В чем была беда бывшего Советского Союза? Средст­ва мас­совой информации основное внимание уде­ляют совер­шен­но нежизнеспособной экономической сис­теме. Как ни странно, но ни в одной газете я не встречал упоми­нания о том, о чем мне говорили все русские руководители при каж­дой встрече: ны­неш­­ний кризис вызван не эконо­мическими и не полити­чес­кими причинами, но прежде всего причинами нравственного и духовного характера. Вновь и вновь нам повторяли, что крах марксизмаэто прежде всего крах идеологической системы.

В 1983 году в своем выступлении в Темплитоне Солже­ницын сказал:

“Вспоминаю, как более полувека тому назад, когда я был совсем еще ребенком, многие старые люди так объяс­ня­ли ве­ликие бедствия, которые обрушились на Россию: “Люди забыли Бога, вот почему все так происходит”. С тех пор вот уже около полу­­века я изучаю историю нашей ре­во­люции. В процессе этого исследования я прочел сотни книг, собрал сотни личных вос­по­минаний, сам написал уже восемь томов, пытаясь разоб­раться в том завале, который оставило нам это великое потря­сение. Но если бы сейчас ме­ня попросили как можно кратко сфор­му­лировать основ­ную причину столь раз­ру­шительной революции, унесшей около шестидесяти миллионов жизней наших людей, я не смог бы сделать это лучше, чем те старики. Я сказал бы: “Люди забыли Бога. Вот почему все так произошло”.

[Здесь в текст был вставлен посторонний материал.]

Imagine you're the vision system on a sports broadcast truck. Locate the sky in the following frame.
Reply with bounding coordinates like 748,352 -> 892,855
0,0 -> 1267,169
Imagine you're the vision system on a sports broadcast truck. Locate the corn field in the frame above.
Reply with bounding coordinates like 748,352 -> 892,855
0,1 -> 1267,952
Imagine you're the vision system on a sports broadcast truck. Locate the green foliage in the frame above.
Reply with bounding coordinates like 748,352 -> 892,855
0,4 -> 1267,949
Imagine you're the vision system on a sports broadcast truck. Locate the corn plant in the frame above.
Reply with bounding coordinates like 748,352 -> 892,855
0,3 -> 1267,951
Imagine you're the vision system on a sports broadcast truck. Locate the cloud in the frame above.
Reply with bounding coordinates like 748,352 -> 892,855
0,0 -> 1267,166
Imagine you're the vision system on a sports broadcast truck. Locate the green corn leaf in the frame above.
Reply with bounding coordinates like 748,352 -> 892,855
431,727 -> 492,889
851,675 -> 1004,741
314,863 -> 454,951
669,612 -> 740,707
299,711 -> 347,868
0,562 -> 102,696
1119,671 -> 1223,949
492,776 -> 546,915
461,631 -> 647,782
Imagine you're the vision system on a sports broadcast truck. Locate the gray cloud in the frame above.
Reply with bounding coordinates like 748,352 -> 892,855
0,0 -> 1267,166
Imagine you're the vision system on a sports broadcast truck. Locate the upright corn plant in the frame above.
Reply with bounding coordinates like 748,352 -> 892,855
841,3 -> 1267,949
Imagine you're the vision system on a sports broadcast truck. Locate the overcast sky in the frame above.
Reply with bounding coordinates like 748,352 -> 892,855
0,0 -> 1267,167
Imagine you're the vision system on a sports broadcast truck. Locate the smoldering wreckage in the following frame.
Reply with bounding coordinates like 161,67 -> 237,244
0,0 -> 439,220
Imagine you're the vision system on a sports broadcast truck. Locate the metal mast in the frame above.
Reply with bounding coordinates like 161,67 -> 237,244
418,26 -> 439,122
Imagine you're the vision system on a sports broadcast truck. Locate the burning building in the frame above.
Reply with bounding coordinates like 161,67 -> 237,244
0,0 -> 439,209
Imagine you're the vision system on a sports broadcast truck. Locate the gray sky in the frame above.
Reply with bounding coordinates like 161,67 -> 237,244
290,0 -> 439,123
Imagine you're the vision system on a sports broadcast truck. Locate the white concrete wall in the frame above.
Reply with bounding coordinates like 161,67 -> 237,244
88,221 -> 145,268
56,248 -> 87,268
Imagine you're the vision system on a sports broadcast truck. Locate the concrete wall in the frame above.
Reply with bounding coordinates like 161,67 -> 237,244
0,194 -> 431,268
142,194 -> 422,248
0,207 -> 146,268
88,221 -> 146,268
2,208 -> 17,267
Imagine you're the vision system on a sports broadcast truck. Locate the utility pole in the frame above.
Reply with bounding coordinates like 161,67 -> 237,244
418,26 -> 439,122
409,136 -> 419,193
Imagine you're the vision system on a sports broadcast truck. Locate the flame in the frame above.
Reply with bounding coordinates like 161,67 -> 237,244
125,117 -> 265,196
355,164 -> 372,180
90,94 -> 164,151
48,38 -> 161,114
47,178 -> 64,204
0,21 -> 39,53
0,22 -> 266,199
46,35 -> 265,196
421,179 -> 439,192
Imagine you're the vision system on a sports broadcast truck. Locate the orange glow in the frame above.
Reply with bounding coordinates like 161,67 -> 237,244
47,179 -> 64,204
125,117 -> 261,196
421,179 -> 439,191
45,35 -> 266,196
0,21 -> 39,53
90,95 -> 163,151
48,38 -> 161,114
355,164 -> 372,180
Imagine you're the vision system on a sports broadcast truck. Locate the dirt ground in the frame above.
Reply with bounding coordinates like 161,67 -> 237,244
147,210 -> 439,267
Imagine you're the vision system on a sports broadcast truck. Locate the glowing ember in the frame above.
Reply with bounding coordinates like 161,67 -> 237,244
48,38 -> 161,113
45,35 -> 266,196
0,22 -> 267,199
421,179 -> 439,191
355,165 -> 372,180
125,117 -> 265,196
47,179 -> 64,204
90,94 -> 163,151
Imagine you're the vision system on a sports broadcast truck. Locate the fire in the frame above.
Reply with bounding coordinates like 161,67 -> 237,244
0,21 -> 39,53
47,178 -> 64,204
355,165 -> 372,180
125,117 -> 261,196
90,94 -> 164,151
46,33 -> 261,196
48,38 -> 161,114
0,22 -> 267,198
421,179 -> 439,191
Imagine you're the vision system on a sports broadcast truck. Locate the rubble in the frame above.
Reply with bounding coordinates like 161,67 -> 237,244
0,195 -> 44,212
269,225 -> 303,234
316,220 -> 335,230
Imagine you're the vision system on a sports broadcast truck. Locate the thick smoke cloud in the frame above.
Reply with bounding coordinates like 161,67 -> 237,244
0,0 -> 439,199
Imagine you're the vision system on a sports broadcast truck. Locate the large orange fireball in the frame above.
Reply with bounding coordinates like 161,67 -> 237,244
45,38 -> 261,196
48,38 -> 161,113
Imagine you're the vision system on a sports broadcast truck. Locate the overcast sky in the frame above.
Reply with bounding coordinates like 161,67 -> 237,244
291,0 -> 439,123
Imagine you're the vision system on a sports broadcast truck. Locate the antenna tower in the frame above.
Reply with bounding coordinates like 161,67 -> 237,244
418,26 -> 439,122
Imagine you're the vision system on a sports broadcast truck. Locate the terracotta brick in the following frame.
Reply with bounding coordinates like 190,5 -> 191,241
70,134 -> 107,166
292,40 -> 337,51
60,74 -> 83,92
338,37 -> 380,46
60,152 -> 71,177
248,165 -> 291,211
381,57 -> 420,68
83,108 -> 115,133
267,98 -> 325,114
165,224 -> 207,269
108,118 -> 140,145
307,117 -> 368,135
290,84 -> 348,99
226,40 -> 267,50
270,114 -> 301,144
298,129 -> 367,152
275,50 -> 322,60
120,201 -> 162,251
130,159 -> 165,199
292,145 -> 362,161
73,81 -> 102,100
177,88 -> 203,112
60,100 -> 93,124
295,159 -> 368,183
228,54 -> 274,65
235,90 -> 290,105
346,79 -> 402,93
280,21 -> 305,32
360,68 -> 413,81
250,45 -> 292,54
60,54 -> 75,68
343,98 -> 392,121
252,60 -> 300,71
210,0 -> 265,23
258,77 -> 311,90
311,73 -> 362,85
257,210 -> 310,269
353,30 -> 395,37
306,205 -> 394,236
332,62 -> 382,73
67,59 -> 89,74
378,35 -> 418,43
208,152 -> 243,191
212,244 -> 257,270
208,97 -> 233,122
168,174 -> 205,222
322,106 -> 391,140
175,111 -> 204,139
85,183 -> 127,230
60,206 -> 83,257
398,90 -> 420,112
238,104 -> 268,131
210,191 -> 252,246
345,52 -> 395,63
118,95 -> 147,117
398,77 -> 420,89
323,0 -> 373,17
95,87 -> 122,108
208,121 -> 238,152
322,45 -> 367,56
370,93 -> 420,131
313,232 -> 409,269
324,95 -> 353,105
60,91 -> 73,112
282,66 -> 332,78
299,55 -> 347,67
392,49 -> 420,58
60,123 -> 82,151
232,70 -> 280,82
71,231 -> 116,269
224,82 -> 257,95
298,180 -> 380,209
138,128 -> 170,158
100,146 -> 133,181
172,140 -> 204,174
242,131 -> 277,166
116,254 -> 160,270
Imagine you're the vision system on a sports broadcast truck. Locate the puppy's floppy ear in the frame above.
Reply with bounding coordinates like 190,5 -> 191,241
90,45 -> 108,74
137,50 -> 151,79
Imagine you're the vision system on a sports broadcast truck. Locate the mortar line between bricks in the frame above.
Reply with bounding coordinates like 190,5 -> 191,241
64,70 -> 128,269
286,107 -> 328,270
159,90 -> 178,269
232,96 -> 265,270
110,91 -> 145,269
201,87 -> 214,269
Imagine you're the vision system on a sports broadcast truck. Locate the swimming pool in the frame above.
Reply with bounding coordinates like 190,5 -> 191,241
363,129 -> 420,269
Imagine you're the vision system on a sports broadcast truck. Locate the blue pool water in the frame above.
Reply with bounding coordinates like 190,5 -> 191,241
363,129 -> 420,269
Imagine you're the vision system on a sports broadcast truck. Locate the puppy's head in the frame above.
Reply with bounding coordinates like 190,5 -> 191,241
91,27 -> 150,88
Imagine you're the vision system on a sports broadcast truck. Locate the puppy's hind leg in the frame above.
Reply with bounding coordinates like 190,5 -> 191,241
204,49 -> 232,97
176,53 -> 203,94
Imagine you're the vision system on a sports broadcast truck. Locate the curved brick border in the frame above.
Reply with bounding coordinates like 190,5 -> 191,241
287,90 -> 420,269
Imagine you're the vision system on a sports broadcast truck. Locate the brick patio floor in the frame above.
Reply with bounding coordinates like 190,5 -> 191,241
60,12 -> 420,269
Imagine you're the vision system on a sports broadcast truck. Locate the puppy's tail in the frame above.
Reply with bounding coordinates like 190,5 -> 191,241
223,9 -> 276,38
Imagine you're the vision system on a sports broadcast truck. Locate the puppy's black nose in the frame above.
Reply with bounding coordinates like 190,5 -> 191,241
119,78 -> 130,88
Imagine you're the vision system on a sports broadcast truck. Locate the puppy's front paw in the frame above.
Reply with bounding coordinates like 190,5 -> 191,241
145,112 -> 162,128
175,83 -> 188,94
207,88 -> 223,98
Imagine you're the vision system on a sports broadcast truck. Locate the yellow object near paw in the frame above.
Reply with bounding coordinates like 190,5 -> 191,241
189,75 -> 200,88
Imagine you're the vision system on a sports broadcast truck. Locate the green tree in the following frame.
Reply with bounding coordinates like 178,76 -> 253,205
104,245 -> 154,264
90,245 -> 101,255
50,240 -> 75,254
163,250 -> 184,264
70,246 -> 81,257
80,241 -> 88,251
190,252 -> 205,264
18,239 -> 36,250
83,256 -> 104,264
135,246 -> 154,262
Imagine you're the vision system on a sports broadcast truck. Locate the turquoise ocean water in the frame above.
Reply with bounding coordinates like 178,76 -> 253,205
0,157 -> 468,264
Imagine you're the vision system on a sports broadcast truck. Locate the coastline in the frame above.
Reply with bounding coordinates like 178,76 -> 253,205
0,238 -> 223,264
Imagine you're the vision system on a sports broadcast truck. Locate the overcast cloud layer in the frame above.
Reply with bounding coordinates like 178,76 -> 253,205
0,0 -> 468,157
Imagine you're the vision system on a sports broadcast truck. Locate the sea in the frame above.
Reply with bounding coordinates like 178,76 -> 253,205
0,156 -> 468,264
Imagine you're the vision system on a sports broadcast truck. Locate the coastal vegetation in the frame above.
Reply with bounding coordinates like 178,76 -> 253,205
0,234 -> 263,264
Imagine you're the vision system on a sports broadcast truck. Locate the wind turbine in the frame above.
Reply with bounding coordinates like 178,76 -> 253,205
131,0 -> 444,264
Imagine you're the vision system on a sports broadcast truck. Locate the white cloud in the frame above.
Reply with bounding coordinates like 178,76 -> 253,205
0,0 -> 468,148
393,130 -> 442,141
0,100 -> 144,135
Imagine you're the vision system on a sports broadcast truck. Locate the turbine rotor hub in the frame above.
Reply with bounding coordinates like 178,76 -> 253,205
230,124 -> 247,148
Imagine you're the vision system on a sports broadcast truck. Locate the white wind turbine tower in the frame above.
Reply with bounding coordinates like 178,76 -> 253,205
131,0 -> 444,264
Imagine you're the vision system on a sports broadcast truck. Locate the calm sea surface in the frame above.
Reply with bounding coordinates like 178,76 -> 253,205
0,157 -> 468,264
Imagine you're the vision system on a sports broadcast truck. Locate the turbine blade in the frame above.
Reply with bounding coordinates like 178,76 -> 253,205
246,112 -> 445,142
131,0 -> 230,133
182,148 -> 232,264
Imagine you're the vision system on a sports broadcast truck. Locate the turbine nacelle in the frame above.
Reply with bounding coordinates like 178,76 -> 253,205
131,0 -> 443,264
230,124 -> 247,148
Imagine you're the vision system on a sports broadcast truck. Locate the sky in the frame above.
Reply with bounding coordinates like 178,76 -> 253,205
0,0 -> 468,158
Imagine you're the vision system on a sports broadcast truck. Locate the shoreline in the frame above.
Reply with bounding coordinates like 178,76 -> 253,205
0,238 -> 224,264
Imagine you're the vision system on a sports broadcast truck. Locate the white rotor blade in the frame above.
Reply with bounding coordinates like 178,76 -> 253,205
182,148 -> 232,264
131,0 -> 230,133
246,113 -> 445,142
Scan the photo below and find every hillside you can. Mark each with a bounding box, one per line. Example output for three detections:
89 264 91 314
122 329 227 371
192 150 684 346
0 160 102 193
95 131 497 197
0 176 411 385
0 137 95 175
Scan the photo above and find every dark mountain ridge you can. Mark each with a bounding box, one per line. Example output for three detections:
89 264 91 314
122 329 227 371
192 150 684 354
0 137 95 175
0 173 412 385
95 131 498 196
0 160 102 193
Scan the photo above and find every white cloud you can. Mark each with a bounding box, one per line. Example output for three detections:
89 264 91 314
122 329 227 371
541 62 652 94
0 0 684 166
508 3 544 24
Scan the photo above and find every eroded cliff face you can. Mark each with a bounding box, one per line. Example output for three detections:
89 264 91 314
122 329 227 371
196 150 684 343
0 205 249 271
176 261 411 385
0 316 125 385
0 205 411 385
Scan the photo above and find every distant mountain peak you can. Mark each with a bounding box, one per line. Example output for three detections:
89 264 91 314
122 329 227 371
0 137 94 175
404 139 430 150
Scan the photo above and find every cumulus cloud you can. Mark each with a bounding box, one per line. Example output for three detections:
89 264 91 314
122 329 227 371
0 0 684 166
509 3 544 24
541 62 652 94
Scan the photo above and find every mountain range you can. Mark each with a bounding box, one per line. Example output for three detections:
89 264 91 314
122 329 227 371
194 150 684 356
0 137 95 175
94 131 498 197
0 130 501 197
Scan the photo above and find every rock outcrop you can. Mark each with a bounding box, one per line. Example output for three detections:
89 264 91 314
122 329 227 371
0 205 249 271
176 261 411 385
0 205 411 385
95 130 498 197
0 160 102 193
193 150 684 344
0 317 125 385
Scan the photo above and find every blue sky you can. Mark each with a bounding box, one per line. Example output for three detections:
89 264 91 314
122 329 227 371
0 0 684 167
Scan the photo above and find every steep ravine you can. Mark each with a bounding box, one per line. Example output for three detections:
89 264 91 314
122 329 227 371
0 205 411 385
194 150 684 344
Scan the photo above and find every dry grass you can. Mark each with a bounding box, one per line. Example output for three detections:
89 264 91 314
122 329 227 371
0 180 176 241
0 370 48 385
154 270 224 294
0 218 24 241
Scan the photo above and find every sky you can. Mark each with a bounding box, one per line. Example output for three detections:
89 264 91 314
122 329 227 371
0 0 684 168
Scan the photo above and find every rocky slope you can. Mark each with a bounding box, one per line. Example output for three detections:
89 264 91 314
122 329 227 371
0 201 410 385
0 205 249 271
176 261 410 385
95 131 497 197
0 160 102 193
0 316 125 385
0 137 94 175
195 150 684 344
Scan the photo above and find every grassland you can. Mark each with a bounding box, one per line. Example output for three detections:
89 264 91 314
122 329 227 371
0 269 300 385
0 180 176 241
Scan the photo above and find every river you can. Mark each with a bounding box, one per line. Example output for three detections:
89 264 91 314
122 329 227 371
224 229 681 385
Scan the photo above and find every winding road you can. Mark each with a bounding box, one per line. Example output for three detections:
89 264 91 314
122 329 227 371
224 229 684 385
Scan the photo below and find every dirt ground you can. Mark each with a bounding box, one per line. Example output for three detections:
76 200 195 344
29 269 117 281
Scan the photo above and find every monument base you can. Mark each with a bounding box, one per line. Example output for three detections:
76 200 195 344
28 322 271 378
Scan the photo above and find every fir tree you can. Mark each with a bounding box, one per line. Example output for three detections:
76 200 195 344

Далее Солженицын говорит: “Сам я сегодня усмат­ри­ваю в христианстве живую единственно духовную силу, способную совершить духовное исцеление России”. Когда писатель гово­рил эти слова, СССР был еще сверх­дер­жавой, а Сол­же­ницына критиковали со всех сторон за его устаревшие взгляды. Теперь, менее чем двадцать лет спустя, наша делегация слышала практически те же слова от высших руководителей страны. Из всех народов мира Советский Союз наиболее усердно стре­мился проложить путь к жизни без Бога. “Религия исчезнет,”безапел­ляционно утверждал Маркс. Он говорил, что новый социалистический Человек сдаст в архив устаревшие и стран­ные религиозные верования. Однако религия не исчезла, и не возник новый соци­алис­ти­ческий Человек.

В нашем веке произошел грандиозных масштабов сдвиг в представлениях о нравственности. Этот сдвиг при­вел к неви­дан­ным и катастрофическим последствиям. Что ждет нас впе­реди? На обратном пути домой в самолете многие члены нашей группы высказывали свои предпо­ло­жения по этому воп­росу. Все мы ощущали гигантский масштаб происходящих пере­мен. Политика гласности в отношении к религии пре­вос­ходила наши самые смелые ожидания. В этом мы усматривали ответ на молитвы многих миллионов христиан как внутри России, так и за ее пределами.

Я тоже ощущал масштабы происходящего. Но, должен приз­наться, что в своих оценках стремлюсь оставаться в пределах реа­­лиз­ма, хотя дается мне это с большим трудом. Мне очень трудно пред­ставить себе, какой же будет вос­ста­нов­ленная Россия, не говоря уже о России искупленной.

Надежду в меня вселяет следующее: я никогда не забу­ду лиц тех людей, которых я встретил в России, Василия, светло­во­ло­сой ведущей телевидения и даже председателя КГБ. Притчи Иисуса о Царстве, смоковнице и свадебном пире убедительно ут­верждают одну истину: Бог идет туда, где Его желают видеть. Бог не навязывает Себя ни отдель­ному человеку, ни нации, будь то евреи первого века или амери­канцы века двадцатого. Вспоминая свое посещение России, я прежде всего вспо­минаю следующее свое ощущение: никогда в своей жизни не дово­ди­лось мне быть среди людей, которые так ревностно стремились к Богу.